In the UK and other jurisdictions, supply chains have been under increased media and regulatory scrutiny. The recent government review of the UK’s Modern Slavery Act found many companies were not compliant with the legislation, and suppliers were brought into media focus this year following the exposure of illegal labour activities in the UK.

Heightened investor and consumer focus on environmental, social and governance (ESG) issues has also increased public scrutiny of portfolio company supply chains and their oversight by PE firms.

A New Approach

Supply chain diligence is becoming an integral part of the deal process, and deal teams are embracing new technology to help identify supply chain risks on a broadening spectrum of transactions. Tools such as RiskHorizon (which Latham has helped develop) are being used to benchmark a target’s operations against wide-ranging ESG data, identify supply chain risks, and obtain tailored due diligence recommendations. Further, a growing number of companies are using other new technologies, such as smart devices and blockchain, to enable transparent and end-to-end tracking in many sectors, including minerals and cosmetics.

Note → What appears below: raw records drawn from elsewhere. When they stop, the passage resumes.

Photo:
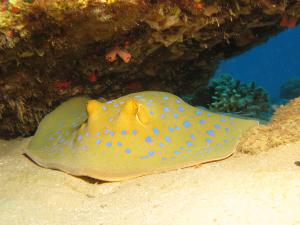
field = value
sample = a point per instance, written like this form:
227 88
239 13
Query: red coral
61 85
93 77
289 22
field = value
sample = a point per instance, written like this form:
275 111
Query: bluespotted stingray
134 135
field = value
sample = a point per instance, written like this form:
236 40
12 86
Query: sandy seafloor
243 189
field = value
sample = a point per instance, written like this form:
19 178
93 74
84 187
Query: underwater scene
149 112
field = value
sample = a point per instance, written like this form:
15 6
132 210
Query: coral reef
290 89
60 47
283 129
230 95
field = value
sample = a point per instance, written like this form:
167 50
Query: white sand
261 189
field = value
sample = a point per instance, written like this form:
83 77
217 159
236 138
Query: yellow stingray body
134 135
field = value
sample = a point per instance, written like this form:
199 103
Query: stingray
134 135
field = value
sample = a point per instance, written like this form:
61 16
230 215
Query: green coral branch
230 95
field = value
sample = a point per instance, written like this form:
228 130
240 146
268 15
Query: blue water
269 64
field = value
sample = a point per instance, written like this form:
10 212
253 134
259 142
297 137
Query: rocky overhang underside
51 50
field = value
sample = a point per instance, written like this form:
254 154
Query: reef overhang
51 50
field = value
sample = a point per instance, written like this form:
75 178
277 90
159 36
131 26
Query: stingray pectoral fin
143 114
56 125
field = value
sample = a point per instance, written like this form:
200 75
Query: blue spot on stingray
208 140
211 132
189 143
217 126
166 109
148 139
167 138
181 109
171 129
156 131
202 121
187 124
151 153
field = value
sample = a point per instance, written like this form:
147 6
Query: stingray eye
92 106
142 114
131 107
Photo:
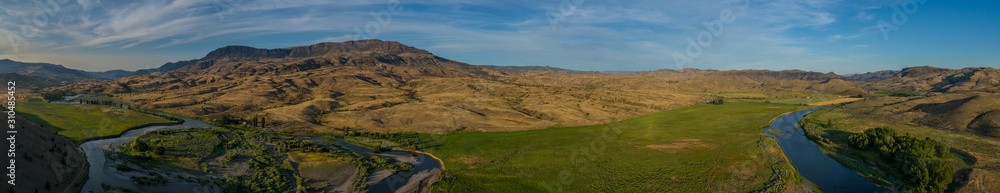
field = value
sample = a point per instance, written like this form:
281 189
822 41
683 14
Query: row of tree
923 160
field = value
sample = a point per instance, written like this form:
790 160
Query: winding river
812 163
424 172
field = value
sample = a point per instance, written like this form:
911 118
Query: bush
922 159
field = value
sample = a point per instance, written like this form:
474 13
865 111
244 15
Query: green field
81 121
899 93
793 101
699 148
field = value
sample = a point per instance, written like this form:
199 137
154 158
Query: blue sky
816 35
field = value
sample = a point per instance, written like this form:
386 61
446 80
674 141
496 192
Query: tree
159 150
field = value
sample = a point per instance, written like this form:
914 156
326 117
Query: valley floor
699 148
977 160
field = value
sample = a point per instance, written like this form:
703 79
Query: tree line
923 160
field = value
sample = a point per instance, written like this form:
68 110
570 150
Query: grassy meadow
699 148
81 121
976 158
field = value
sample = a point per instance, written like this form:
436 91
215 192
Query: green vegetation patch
81 121
900 93
700 148
832 129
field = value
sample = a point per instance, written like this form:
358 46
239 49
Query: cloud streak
597 35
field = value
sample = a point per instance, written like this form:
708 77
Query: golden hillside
387 86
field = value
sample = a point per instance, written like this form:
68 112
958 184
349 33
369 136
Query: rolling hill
383 86
933 79
387 86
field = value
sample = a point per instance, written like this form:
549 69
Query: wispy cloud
597 35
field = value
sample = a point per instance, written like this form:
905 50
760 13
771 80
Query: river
425 171
812 163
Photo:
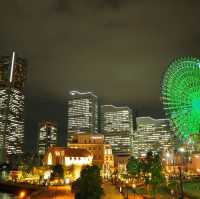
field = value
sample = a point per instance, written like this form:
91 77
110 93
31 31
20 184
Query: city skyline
117 49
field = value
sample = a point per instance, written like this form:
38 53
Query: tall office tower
82 113
152 134
13 70
47 136
117 127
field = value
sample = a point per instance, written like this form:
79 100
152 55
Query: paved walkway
60 192
111 192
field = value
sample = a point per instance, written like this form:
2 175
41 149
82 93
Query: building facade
74 160
13 70
117 127
82 113
47 136
101 152
152 134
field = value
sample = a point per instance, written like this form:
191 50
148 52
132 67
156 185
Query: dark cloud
117 48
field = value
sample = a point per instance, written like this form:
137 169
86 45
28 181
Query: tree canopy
88 186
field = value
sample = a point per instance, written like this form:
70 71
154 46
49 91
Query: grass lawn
192 189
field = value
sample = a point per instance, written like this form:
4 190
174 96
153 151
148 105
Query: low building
70 158
121 161
67 157
101 152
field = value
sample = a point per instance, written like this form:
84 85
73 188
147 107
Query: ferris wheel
180 92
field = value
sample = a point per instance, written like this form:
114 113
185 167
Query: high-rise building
82 113
152 135
47 136
117 127
13 71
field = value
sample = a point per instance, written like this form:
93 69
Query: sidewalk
111 192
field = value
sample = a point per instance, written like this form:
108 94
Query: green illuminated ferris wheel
181 95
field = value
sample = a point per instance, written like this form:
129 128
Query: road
56 192
112 193
63 192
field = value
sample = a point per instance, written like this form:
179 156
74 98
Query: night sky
118 49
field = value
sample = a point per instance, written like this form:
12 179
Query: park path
111 192
61 192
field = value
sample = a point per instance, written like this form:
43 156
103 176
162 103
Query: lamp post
126 189
134 186
181 150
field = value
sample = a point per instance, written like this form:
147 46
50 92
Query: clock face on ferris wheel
181 95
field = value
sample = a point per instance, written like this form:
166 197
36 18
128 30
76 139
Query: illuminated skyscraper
152 134
82 113
47 136
12 79
117 127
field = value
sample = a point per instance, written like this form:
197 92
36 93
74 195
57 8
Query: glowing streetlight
181 149
134 186
22 194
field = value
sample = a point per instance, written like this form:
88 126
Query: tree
88 186
58 172
152 170
157 176
133 167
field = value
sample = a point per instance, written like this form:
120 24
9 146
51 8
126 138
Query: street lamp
126 189
181 150
134 186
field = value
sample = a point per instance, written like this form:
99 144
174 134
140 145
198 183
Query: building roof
70 152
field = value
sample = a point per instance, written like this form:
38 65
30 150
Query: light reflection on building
12 79
117 127
47 136
82 113
152 134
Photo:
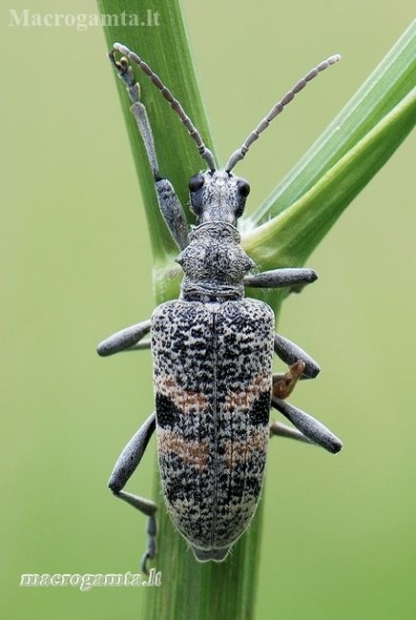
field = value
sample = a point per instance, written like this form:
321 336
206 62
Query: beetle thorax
214 263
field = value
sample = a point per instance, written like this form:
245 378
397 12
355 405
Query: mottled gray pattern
212 374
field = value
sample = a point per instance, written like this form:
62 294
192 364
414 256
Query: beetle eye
243 188
196 183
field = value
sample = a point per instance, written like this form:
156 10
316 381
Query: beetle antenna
276 109
205 153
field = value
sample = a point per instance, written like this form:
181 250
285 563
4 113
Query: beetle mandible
212 352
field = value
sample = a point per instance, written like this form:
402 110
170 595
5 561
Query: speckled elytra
212 353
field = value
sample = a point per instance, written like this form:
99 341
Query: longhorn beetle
212 352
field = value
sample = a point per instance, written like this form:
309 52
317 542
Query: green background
339 537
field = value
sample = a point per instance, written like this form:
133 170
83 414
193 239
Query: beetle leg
282 430
308 426
125 339
296 278
290 353
284 384
126 464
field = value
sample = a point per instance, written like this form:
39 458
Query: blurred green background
339 536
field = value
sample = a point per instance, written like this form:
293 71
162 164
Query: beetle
212 352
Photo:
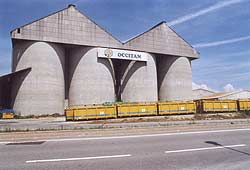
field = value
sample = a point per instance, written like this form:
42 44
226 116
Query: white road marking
202 149
77 159
133 136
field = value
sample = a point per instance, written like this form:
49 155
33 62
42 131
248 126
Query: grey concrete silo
139 83
91 79
174 78
41 91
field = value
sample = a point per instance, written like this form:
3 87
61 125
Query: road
211 149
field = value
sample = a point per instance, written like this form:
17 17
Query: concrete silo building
67 56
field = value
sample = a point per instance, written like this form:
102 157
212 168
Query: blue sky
219 29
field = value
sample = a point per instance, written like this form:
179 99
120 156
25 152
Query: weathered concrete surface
42 90
139 83
67 26
174 78
162 39
91 78
70 26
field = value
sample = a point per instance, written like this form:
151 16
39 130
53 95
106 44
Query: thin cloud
217 43
212 8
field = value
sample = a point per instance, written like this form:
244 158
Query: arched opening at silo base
139 81
42 90
174 78
92 79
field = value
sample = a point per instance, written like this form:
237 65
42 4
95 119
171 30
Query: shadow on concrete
217 144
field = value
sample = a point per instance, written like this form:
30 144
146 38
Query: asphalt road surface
227 149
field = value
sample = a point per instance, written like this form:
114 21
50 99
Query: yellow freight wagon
69 114
168 108
218 106
244 105
91 112
137 109
7 114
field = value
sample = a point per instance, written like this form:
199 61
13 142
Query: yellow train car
137 109
90 113
168 108
69 114
213 106
7 114
244 105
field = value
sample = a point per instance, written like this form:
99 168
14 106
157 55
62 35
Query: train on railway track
119 110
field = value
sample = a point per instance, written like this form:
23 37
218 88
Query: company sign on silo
122 54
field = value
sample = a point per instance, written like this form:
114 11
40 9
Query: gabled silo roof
68 26
164 40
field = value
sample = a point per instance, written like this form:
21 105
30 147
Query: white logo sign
122 54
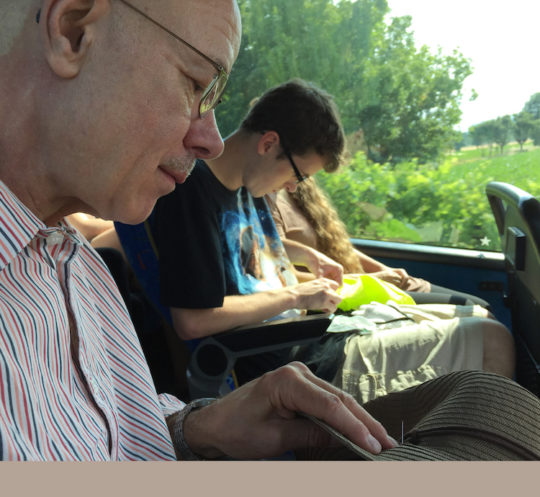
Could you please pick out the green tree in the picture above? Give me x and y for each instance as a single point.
(316, 40)
(413, 98)
(523, 125)
(533, 106)
(535, 132)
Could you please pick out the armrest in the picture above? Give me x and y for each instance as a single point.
(214, 357)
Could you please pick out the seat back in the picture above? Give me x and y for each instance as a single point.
(517, 215)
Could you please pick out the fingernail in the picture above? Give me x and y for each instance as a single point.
(393, 441)
(374, 444)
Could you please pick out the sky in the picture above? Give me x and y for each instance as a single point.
(502, 39)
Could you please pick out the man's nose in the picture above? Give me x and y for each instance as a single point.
(204, 138)
(291, 186)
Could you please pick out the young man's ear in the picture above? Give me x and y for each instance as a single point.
(267, 141)
(68, 27)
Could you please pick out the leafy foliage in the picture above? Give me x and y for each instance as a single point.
(442, 204)
(405, 100)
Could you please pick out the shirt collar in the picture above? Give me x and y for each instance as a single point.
(18, 226)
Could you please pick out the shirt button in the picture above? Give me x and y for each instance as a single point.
(55, 238)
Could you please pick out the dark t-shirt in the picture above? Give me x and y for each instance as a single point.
(214, 242)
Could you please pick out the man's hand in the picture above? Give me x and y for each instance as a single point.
(319, 264)
(259, 419)
(396, 276)
(324, 267)
(318, 295)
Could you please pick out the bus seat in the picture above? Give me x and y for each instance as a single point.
(517, 215)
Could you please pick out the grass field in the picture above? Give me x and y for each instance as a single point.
(442, 203)
(521, 169)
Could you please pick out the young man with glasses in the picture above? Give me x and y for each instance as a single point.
(103, 112)
(105, 106)
(222, 264)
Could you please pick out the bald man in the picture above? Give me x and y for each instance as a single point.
(105, 106)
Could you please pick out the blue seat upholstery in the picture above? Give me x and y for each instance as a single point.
(517, 215)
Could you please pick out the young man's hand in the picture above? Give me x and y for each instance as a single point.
(317, 295)
(259, 419)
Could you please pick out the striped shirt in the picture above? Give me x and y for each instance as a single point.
(74, 381)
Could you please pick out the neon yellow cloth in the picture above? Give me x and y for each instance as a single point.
(365, 288)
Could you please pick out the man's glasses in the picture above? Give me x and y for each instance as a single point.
(299, 176)
(212, 94)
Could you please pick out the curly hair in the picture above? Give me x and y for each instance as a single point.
(305, 117)
(332, 237)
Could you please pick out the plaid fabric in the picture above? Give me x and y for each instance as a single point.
(466, 415)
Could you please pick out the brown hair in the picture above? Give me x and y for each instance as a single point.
(305, 117)
(332, 237)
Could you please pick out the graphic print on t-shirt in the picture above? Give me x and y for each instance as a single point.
(255, 258)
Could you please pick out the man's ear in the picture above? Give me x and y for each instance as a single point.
(267, 141)
(69, 30)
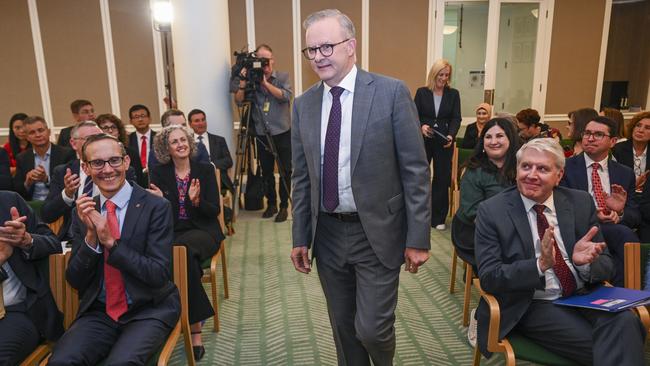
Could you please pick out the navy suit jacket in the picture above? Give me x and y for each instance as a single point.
(25, 162)
(31, 267)
(55, 207)
(133, 145)
(505, 252)
(143, 256)
(575, 176)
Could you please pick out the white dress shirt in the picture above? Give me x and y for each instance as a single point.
(603, 173)
(553, 290)
(149, 142)
(346, 199)
(206, 141)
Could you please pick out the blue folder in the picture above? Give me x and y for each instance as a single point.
(611, 299)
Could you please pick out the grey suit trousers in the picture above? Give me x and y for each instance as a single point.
(361, 293)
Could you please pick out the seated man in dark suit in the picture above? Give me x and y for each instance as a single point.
(611, 186)
(217, 148)
(120, 265)
(28, 312)
(538, 242)
(69, 182)
(34, 166)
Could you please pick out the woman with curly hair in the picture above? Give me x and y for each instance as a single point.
(191, 188)
(633, 152)
(112, 125)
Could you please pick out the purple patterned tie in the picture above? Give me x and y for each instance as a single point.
(331, 154)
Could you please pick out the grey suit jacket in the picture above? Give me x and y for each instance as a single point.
(505, 252)
(390, 174)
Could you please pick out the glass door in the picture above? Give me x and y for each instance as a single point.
(498, 50)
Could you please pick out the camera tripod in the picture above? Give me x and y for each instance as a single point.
(246, 151)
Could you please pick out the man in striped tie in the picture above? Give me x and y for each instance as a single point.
(120, 264)
(537, 242)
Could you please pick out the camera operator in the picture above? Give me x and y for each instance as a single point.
(270, 110)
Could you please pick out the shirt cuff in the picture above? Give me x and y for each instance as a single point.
(97, 250)
(68, 201)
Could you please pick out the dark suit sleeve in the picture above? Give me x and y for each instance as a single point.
(82, 267)
(45, 242)
(153, 266)
(54, 206)
(222, 159)
(495, 275)
(209, 201)
(455, 118)
(5, 174)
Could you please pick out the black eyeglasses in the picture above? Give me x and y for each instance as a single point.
(326, 49)
(115, 162)
(597, 135)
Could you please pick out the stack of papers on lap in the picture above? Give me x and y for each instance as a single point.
(612, 299)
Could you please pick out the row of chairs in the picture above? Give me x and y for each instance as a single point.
(67, 298)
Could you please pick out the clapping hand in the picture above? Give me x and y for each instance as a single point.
(616, 200)
(586, 251)
(13, 232)
(71, 183)
(195, 192)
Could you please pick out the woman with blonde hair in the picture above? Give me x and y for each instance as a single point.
(438, 107)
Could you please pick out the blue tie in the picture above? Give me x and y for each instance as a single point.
(331, 153)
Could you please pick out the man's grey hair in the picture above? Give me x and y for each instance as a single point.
(74, 133)
(545, 144)
(344, 20)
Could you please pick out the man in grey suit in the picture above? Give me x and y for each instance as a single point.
(526, 273)
(360, 190)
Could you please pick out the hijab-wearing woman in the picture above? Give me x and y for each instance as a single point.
(112, 125)
(17, 138)
(633, 152)
(191, 188)
(439, 112)
(473, 130)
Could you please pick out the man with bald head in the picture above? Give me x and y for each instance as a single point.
(360, 190)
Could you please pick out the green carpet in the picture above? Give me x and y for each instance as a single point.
(277, 316)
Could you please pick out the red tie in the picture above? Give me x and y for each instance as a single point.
(115, 294)
(598, 187)
(143, 151)
(560, 267)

Aside from these innovations, portfolio companies should consider what legal protections are in place across their supply chain. Having focused on force majeure and termination-related clauses earlier in the year (to determine provision for lockdown-related scenarios or sudden changes in contractual performance), as the economic crisis develops the spotlight is now shifting to include the risk of customer distress. Where a target is a supplier, the implications of recently enacted legislation restricting termination and other contractual rights if a customer enters one of several UK restructuring or insolvency processes, require review.

Obtaining a Strategic Advantage

We expect supply chain issues to be a continuing area of regulatory, investor and consumer focus. Multiple jurisdictions, and the European Commission are seeking greater corporate accountability on a growing range of supply chain topics, including labour infringements, human rights and deforestation.

While many will focus on risk management, in our view, effective supply chain analysis of a target can be viewed as an opportunity to gain a strategic advantage. A strong understanding of value drivers, vulnerabilities, and areas of improvement at the center of a business’ operations (and that of its competitors) can enhance value and performance in times of disruption.